RuntimeError: Function 'PowBackward1' returned nan values in its 1st output

I defined a loss function for my network, and it’s computed as:

    loss = pred.mm(pred.T) - (label.view(-1,1) == label.view(1,-1)).to(dtype=torch.float32)
    loss = loss**2
    loss = torch.pow(loss, (2-loss)**2)
    loss = loss.sum() / (label.size(0)**2 +1.0)    
    return loss

During training, the following error report appeared:
RuntimeError: Function 'PowBackward1' returned nan values in its 1st output.
and this error is traced to the line:
loss = torch.pow(loss, (2-loss)**2)
I’m not clear about how this error is related to this line of code.
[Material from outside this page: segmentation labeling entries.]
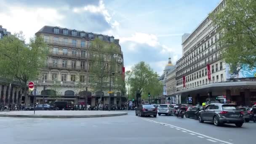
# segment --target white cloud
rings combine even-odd
[[[54,8],[9,6],[2,3],[7,9],[0,13],[1,24],[12,33],[23,31],[26,41],[48,24],[59,25],[65,16]]]

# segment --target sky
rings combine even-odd
[[[45,25],[113,35],[126,71],[144,61],[160,75],[182,56],[191,33],[220,0],[0,0],[0,25],[27,40]]]

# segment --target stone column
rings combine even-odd
[[[245,105],[249,106],[250,105],[250,89],[245,89]]]
[[[227,104],[229,103],[232,101],[230,90],[226,90],[226,98]]]
[[[5,105],[5,98],[6,97],[6,89],[7,89],[7,86],[5,85],[3,87],[3,104]]]
[[[14,95],[15,95],[15,91],[16,91],[16,88],[13,87],[13,95],[12,96],[12,97],[11,97],[11,103],[12,104],[14,104]]]

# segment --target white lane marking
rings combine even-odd
[[[148,119],[148,120],[149,120],[149,119]],[[157,122],[153,120],[151,120],[151,121],[153,121],[153,122],[155,122],[155,123],[159,123],[159,122]],[[230,143],[230,142],[227,142],[227,141],[223,141],[223,140],[220,140],[220,139],[216,139],[216,138],[213,138],[212,137],[211,137],[211,136],[206,136],[206,135],[205,135],[204,134],[201,134],[201,133],[197,133],[197,132],[195,132],[195,131],[190,131],[190,130],[187,130],[187,129],[185,129],[185,128],[180,128],[180,127],[178,127],[178,126],[175,126],[175,125],[172,125],[168,124],[168,123],[163,123],[163,124],[165,124],[165,125],[169,125],[169,126],[173,126],[173,127],[175,127],[175,128],[177,128],[178,129],[182,129],[182,130],[183,130],[186,131],[188,131],[188,132],[190,132],[190,133],[194,133],[198,135],[200,135],[200,136],[203,136],[203,137],[206,137],[206,138],[209,138],[209,139],[212,139],[214,140],[215,140],[215,141],[220,141],[220,142],[222,142],[222,143],[225,143],[225,144],[234,144],[233,143]],[[177,128],[176,128],[176,129],[177,129]]]
[[[217,141],[213,141],[212,139],[206,139],[207,140],[209,141],[212,141],[212,142],[217,142]]]

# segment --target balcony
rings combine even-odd
[[[77,48],[88,48],[88,45],[87,45],[87,41],[85,41],[85,44],[48,40],[45,40],[45,42],[48,44],[61,45],[64,47],[70,47]]]
[[[86,67],[77,67],[77,66],[76,66],[75,67],[74,67],[74,66],[72,66],[72,65],[63,65],[54,64],[48,64],[46,65],[46,67],[53,69],[56,68],[82,70],[87,70],[87,69]]]
[[[49,56],[61,56],[65,58],[77,58],[77,59],[87,59],[87,55],[81,54],[74,54],[74,53],[65,53],[62,52],[51,52],[49,53],[48,54]],[[89,55],[88,55],[88,56],[89,56]]]

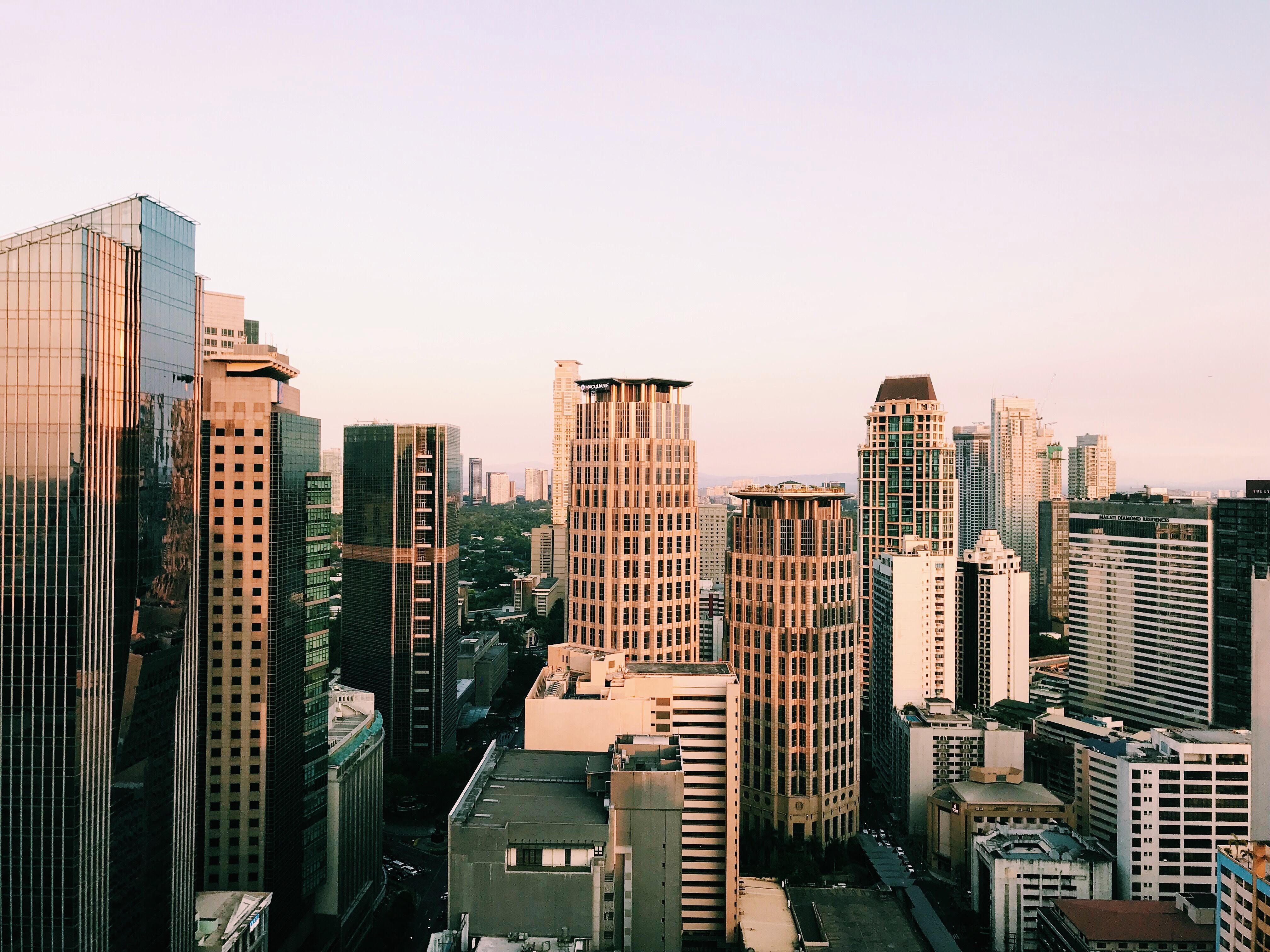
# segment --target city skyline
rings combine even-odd
[[[208,291],[306,368],[328,435],[400,407],[545,466],[540,368],[568,357],[693,380],[704,472],[851,470],[883,372],[930,373],[954,425],[1033,397],[1064,447],[1110,434],[1121,485],[1270,471],[1255,349],[1223,345],[1270,305],[1265,6],[333,10],[302,36],[255,10],[249,39],[152,5],[10,15],[19,75],[144,43],[171,81],[8,107],[42,147],[0,156],[0,230],[137,190],[198,209]],[[324,267],[354,231],[377,251]],[[751,347],[773,321],[804,333]]]

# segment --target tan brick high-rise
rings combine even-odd
[[[726,618],[742,679],[742,825],[848,836],[860,820],[848,496],[800,484],[735,495]]]
[[[578,381],[569,641],[632,661],[696,661],[696,443],[688,381]]]

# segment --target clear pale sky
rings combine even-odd
[[[0,232],[146,192],[324,443],[550,458],[552,358],[701,468],[853,471],[886,373],[1121,485],[1270,477],[1270,5],[17,4]]]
Can anyone help me out?

Hi,

What is the value of the loss when it happens?
This is most likely that you reach a value of the loss for which loss.pow((2-loss)**2) is not differentiable.

Hi, I rewrote the loss and now it’s computed as:

    loss = pred.mm(pred.T) - (label.view(-1,1) == label.view(1,-1)).to(dtype=torch.float32)
    loss = (loss**2).sum()
    loss = loss / (label.size(0)**2 +1.0)
    
    return loss

where pred is computed as:

pred = 1.0 / (1.0 + (-pred).exp())

however, another error occured:

RuntimeError: Function 'ExpBackward' returned nan values in its 0th output.

which is traced to the ‘.exp’ operation.
The loss value is 0.980656 when this happened. Can you figure this out?

The error disappeared after I reduced the initial learning rate by half. But I’m still not clear about the mechanism behind.

In that case, what most likely happens is that the value of pred goes to infinite and thus leads to nan in gradients.

Hello @Hawk ,
You mentioned that “error is traced to this line”. Can you share how you traced it back?